Rechtsprechung / BPatG / 2008
BPatG Beschluss vom 29.07.2008 – 25 W (pat) 17/06
25. Senat
Zitiert von 1 Entscheidungen Zitiert 3 Entscheidungen 2 zitierte Normen
BUNDESPATENTGERICHT
25 W (pat) 17/06
_______________
(Aktenzeichen)
An Verkündungs Statt
zugestellt am
29. Juli 2008
…
B E S C H L U S S
In der Beschwerdesache
… 08.05
…
betreffend die Marke 300 81 683
hat der 25. Senat (Marken-Beschwerdesenat) des Bundespatentgerichts auf die
mündliche Verhandlung vom 5. Juni 2008 unter Mitwirkung des Vorsitzenden
Richters Kliems sowie der Richterin Bayer und des Richters Merzbach
beschlossen:
Die Beschwerde wird zurückgewiesen.
G r ü n d e
I.
Die Marke
SmileCompany
ist am 10. Juli 2001 für die Dienstleistungen
„Werbung, Geschäftsführung, Unternehmungsverwaltung, Erstellen von Programmen für die Datenverarbeitung, auch für die Vermarktung von Produkten und Technologie im Internet, Finanzwesen, Geldgeschäfte, Immobilienwesen“
in das Markenregister unter der Nummer 300 81 683 eingetragen worden.

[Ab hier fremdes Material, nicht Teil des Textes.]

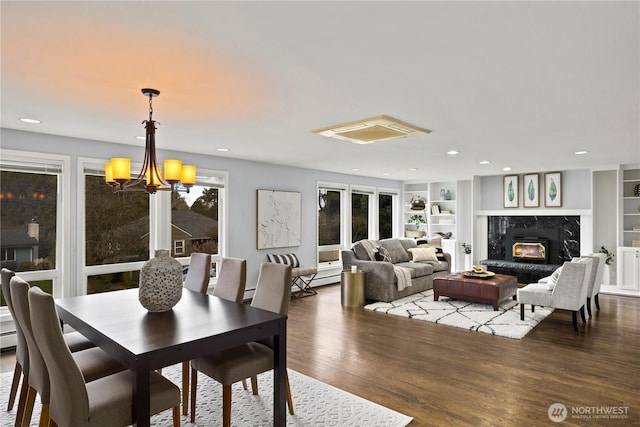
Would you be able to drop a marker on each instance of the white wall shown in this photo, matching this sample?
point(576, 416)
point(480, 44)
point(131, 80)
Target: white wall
point(245, 177)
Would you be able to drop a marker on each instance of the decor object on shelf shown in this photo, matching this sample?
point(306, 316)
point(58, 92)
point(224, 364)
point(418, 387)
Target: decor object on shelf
point(610, 255)
point(418, 203)
point(160, 282)
point(417, 219)
point(553, 189)
point(468, 261)
point(150, 179)
point(510, 196)
point(530, 187)
point(278, 219)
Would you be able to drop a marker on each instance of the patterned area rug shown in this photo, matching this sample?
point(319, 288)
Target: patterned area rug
point(467, 315)
point(315, 404)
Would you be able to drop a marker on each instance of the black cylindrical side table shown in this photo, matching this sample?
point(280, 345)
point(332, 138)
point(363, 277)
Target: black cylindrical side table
point(352, 285)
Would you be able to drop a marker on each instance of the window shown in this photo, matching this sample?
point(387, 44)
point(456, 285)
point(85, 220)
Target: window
point(362, 209)
point(385, 214)
point(31, 218)
point(178, 247)
point(329, 217)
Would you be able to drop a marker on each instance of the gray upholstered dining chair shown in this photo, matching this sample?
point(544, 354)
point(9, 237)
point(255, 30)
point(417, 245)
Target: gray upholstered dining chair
point(569, 292)
point(93, 362)
point(75, 341)
point(273, 292)
point(107, 401)
point(231, 281)
point(199, 272)
point(594, 288)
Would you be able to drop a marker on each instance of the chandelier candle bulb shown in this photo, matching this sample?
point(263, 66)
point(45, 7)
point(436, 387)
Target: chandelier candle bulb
point(108, 173)
point(172, 170)
point(121, 169)
point(188, 176)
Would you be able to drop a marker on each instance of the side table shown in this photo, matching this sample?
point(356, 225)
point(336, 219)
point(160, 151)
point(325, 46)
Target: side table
point(352, 287)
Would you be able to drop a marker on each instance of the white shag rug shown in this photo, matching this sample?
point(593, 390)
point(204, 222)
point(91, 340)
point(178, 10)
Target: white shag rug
point(466, 315)
point(315, 404)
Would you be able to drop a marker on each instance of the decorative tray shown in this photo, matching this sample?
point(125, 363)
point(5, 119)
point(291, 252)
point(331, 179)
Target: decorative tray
point(482, 275)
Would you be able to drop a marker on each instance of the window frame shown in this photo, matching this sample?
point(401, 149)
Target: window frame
point(33, 162)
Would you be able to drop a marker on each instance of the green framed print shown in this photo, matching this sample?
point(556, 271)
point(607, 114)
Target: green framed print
point(510, 196)
point(553, 189)
point(531, 190)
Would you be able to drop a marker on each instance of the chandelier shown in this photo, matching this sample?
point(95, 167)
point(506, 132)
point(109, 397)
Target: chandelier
point(150, 179)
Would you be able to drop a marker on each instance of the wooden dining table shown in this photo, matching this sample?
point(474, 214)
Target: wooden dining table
point(198, 325)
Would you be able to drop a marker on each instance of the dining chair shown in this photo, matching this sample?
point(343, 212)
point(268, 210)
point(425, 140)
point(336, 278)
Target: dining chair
point(231, 281)
point(107, 401)
point(273, 292)
point(93, 362)
point(199, 272)
point(75, 341)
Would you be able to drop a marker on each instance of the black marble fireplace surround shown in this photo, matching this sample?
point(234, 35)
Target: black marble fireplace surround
point(563, 233)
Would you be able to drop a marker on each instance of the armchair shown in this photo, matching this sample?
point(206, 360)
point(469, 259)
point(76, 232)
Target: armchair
point(568, 293)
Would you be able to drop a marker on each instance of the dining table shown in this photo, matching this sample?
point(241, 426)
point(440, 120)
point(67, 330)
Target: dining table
point(199, 324)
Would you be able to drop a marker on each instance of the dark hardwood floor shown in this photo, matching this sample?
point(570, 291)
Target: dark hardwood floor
point(445, 376)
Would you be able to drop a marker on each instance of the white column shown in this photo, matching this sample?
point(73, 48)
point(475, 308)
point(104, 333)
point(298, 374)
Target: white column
point(160, 221)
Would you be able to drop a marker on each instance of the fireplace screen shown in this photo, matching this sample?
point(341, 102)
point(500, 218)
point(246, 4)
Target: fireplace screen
point(529, 251)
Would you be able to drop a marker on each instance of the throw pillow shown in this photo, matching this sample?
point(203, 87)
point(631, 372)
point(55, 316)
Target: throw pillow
point(553, 279)
point(423, 254)
point(396, 250)
point(289, 259)
point(384, 254)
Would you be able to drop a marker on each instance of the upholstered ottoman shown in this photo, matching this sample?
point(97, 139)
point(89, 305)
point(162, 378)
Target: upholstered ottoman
point(489, 290)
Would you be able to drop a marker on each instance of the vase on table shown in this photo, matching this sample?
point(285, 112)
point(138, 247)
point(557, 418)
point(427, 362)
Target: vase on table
point(160, 285)
point(468, 261)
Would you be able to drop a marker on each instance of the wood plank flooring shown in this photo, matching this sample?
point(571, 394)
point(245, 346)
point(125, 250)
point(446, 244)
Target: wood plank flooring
point(445, 376)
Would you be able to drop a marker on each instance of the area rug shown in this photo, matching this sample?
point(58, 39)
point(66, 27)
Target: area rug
point(467, 315)
point(315, 403)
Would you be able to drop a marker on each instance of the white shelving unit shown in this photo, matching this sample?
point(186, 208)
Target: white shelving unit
point(630, 208)
point(629, 237)
point(443, 208)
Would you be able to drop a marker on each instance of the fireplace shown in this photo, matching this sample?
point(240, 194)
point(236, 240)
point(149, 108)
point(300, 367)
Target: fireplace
point(530, 249)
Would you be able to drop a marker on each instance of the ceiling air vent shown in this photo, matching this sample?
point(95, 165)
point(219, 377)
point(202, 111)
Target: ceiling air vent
point(374, 129)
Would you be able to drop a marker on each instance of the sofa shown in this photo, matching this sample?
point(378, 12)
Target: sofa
point(422, 260)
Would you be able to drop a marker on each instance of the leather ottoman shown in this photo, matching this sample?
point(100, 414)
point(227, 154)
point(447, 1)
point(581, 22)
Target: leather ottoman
point(489, 290)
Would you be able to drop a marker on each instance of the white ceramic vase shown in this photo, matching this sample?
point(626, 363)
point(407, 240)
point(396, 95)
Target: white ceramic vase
point(160, 285)
point(468, 261)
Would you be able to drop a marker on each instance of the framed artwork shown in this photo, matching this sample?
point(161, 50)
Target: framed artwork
point(278, 219)
point(510, 196)
point(531, 190)
point(553, 189)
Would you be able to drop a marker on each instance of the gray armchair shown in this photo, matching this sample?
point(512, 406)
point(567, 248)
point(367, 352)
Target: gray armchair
point(568, 293)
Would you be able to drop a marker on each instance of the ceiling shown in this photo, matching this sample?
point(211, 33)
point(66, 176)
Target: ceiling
point(520, 84)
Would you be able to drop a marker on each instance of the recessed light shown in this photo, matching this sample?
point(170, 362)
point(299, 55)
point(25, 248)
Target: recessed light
point(29, 120)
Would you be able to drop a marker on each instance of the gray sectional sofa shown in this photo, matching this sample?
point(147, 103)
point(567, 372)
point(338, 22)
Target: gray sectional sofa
point(381, 279)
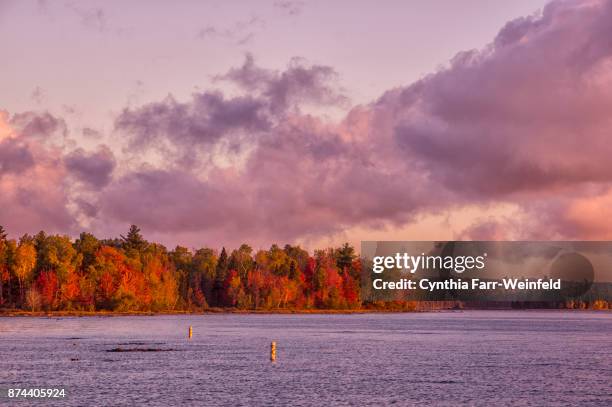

Widerspruch erhoben hat die Inhaberin der älteren, für die Waren und Dienstleistungen
„Elektrische und elektronische Ausrüstungen zur Verwendung für
Bankgeschäfte; computergestützte Geräte für Banktransaktionen;
Geldautomaten; kodierte Karten, Bankkarten, Kreditkarten, Debitkarten, Abbuchungskarten, alle mit elektronisch oder magnetisch
kodierten oder anderen gespeicherten Daten; Druckereierzeugnisse; gedruckte Veröffentlichungen; Schreibwaren; Magazine;
Bücher;
Informationsblätter;
Broschüren;
Druckschriften;
Prospekte; Preislisten; Lehr- und Unterrichtsmaterial; Terminkalender und Tagebücher; Kalender; Werbe- und Ausstellungsmaterial; Büroartikel; Schecks, Reiseschecks, Überweisungsformulare
und andere Papierwaren und Dokumente zur Verwendung für
Bankgeschäfte und Bankdienstleistungen; Finanzwesen, Bankgeschäfte und Versicherungswesen; Beratung in Bezug auf Finanzwesen, Bankgeschäfte und Versicherungswesen; Anlage-, Kredit-,
Spar- und Darlehensdienstleistungen sowie Aufbewahrung von
Wertpapieren oder Wertsachen im Tresor; Finanzmanagement
und Unterstützung in Finanzangelegenheiten; Kredit- und Finanzdienstleistungen; Anlagenfinanzierung; Kapitalanlagedienste;
Steuerberatung; online oder über das Internet bereitgestellte Finanz-, Bank- und Versicherungsdienstleistungen“
eingetragenen Gemeinschaftsmarke EU 1 676 253
SMILE
Die Markenstelle für Klasse 42 des Deutschen Patent- und Markenamts hat mit
zwei Beschlüssen vom 25. April 2005 und 21. Dezember 2005, von denen einer
im Erinnerungsverfahren ergangen ist, eine Verwechslungsgefahr zwischen beiden Marken bejaht und die Löschung der angegriffenen Marke angeordnet.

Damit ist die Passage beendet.